The silent danger in the standard library
The use of HashMap and HashSet is a common practice in everyday Java development. These data structures offer excellent performance for lookup and insert operations, as long as their fundamental assumptions are met. One of them is hashCode() of a key remains stable. But what if that’s not the case?
This is precisely where one of the most subtle and dangerous traps of the Java standard library lurks: mutable key objects. In this article, we not only demonstrate why this constellation is problematic but also illustrate the phenomenon interactively using Vaadin Flow.

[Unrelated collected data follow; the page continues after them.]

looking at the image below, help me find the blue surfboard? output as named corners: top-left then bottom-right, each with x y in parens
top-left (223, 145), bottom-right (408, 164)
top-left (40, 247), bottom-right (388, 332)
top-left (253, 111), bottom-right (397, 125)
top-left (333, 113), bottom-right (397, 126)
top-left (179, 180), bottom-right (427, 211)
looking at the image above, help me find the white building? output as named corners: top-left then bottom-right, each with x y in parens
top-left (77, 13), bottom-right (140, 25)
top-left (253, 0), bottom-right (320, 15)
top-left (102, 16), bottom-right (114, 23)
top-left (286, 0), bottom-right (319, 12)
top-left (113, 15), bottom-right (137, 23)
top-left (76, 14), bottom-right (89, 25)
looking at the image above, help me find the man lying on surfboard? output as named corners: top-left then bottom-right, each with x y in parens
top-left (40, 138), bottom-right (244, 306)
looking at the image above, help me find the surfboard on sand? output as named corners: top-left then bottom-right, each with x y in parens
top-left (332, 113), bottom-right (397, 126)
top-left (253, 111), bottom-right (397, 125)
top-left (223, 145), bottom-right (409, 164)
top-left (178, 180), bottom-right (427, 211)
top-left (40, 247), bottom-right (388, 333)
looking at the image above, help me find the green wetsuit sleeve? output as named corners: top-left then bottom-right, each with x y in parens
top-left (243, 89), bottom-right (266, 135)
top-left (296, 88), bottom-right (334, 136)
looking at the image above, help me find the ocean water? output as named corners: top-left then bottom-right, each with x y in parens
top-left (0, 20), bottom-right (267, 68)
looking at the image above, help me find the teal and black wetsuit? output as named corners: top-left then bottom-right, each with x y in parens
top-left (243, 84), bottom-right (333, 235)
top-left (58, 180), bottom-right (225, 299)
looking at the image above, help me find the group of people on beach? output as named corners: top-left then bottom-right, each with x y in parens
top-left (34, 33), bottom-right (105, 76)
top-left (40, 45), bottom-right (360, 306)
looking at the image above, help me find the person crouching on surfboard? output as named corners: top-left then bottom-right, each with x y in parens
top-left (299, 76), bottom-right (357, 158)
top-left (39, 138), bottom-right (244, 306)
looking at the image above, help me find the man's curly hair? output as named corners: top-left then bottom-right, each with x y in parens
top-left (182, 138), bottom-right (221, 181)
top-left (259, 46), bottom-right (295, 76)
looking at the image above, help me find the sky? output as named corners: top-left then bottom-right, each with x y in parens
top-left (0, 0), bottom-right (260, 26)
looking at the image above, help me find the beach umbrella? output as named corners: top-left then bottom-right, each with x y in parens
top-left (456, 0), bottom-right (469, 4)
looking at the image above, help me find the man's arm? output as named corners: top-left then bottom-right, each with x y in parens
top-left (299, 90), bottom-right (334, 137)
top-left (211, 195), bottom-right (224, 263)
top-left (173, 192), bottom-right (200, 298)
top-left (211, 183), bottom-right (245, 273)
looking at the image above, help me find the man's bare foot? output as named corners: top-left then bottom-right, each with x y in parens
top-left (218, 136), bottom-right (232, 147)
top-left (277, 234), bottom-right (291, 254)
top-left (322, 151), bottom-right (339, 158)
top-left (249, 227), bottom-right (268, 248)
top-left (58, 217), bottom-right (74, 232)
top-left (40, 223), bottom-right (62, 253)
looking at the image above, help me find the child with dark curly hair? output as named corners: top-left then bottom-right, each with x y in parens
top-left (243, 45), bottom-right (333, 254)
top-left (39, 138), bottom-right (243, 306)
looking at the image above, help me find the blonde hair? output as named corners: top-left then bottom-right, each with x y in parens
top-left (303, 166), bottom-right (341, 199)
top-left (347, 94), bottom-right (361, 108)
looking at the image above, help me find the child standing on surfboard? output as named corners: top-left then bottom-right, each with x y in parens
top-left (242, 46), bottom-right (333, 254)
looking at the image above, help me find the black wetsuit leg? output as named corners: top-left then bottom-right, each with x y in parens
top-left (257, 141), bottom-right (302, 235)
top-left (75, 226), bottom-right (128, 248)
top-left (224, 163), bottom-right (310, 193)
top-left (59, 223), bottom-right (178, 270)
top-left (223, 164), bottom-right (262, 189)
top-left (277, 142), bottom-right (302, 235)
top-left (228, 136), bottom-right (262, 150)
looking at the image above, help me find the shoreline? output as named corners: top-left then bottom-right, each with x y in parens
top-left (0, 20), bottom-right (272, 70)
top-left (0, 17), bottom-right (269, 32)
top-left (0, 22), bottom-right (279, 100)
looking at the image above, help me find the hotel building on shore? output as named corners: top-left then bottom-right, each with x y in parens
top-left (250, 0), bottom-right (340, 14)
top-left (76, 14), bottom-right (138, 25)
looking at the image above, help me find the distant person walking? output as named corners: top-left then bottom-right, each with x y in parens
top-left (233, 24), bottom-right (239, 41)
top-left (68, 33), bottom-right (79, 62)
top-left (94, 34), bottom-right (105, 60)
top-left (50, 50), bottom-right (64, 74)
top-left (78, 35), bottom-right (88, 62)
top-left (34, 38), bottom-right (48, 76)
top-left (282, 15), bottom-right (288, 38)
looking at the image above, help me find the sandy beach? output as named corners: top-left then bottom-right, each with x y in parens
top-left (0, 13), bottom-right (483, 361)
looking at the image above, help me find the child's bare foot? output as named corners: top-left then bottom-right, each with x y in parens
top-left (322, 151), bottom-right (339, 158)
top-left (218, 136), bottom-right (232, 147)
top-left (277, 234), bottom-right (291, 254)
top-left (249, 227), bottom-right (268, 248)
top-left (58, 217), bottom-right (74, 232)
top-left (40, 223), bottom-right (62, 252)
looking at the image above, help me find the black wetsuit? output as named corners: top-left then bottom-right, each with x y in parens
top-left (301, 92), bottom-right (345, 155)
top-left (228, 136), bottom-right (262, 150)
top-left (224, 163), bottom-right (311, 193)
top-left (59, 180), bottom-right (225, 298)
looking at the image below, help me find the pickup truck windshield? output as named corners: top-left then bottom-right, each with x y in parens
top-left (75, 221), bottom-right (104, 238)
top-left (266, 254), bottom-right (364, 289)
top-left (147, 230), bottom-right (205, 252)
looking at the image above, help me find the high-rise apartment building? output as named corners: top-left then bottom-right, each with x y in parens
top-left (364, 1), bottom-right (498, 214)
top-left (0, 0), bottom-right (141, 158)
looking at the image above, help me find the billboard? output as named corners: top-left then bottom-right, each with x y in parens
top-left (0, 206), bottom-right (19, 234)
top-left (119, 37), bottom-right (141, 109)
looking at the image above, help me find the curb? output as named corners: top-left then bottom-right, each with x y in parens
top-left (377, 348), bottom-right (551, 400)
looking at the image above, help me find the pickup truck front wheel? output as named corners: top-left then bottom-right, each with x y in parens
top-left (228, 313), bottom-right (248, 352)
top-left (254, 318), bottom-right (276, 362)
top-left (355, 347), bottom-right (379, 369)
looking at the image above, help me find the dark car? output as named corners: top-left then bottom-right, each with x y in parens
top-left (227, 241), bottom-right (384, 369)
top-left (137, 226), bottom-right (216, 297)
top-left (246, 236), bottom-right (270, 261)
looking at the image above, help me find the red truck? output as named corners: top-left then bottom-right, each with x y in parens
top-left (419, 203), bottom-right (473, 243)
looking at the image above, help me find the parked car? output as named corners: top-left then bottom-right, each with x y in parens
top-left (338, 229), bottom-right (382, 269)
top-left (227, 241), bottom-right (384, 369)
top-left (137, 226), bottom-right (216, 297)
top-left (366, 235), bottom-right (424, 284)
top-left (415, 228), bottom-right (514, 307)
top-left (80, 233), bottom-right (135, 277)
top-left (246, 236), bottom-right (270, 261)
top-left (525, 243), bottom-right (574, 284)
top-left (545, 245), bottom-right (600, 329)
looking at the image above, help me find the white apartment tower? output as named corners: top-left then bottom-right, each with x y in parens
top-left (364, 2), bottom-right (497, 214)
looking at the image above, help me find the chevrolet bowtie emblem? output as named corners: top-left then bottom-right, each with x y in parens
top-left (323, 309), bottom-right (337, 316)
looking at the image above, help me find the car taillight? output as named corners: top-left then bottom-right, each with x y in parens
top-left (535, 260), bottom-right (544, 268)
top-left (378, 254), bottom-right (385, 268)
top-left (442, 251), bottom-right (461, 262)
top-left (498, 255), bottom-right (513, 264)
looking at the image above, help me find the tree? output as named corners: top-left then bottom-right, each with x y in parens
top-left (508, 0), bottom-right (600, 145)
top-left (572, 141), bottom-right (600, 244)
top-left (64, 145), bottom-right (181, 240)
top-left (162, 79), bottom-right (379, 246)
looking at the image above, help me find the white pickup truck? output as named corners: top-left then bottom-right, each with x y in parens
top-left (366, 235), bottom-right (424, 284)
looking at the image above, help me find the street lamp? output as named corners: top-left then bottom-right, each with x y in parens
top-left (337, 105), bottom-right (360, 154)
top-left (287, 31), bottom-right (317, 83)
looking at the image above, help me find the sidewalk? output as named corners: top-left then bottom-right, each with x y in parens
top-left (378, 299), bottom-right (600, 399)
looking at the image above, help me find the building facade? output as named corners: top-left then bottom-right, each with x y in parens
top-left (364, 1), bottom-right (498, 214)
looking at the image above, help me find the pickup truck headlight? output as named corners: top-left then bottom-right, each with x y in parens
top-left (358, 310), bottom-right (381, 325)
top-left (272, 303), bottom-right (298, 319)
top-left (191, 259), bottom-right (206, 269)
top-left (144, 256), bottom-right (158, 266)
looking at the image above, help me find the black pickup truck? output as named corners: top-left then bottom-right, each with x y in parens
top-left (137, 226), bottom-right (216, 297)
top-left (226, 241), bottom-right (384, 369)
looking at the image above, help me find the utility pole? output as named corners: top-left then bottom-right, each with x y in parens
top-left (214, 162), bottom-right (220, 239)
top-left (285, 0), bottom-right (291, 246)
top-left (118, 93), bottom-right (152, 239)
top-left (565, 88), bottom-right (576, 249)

Readers will learn how the HashMap works internally, why equals() alone is not enough, and how to use modern language tools to generate robust, immutable keys.
- The silent danger in the standard library
- The fundamental problem: identity, hash codes and lookup
- The classic mistake hashCode() depends on variable attributes
- Security-critical consequences: When loss of consistency becomes an attack surface
- Interactive Demo with Vaadin Flow
- HashSet
- Strategies to avoid
- Why are other map implementations not affected
- Conclusion: The price of convenience
- Demo source code to try it out yourself
The fundamental problem: identity, hash codes and lookup
Internally, each HashMap is an array of buckets, where the hash code of the key determines the position of an entry. The insertion process (put(K key, V value)) looks like this: First, the map calls key.hashCode() and calculates the index in the bucket array from this value, using internal spreading. If entries already exist at this position (e.g., due to hash collisions), a linear search is performed within the bucket or – if there are enough collisions – i.e., if there are more than eight entries in a bucket and the underlying array exceeds a specific size (default value: 64) – the bucket is internally transformed from a simple linked list into a balanced binary tree structure (more precisely: a red-black tree). This conversion improves the lookup performance from linear time O(n) to logarithmic time O(log n). The decision for these thresholds is based on the observation that collisions are rare in well-chosen hash functions, and the overhead of a tree structure is only worthwhile with a high entry density. equals() is used to identify the appropriate key or create a new entry.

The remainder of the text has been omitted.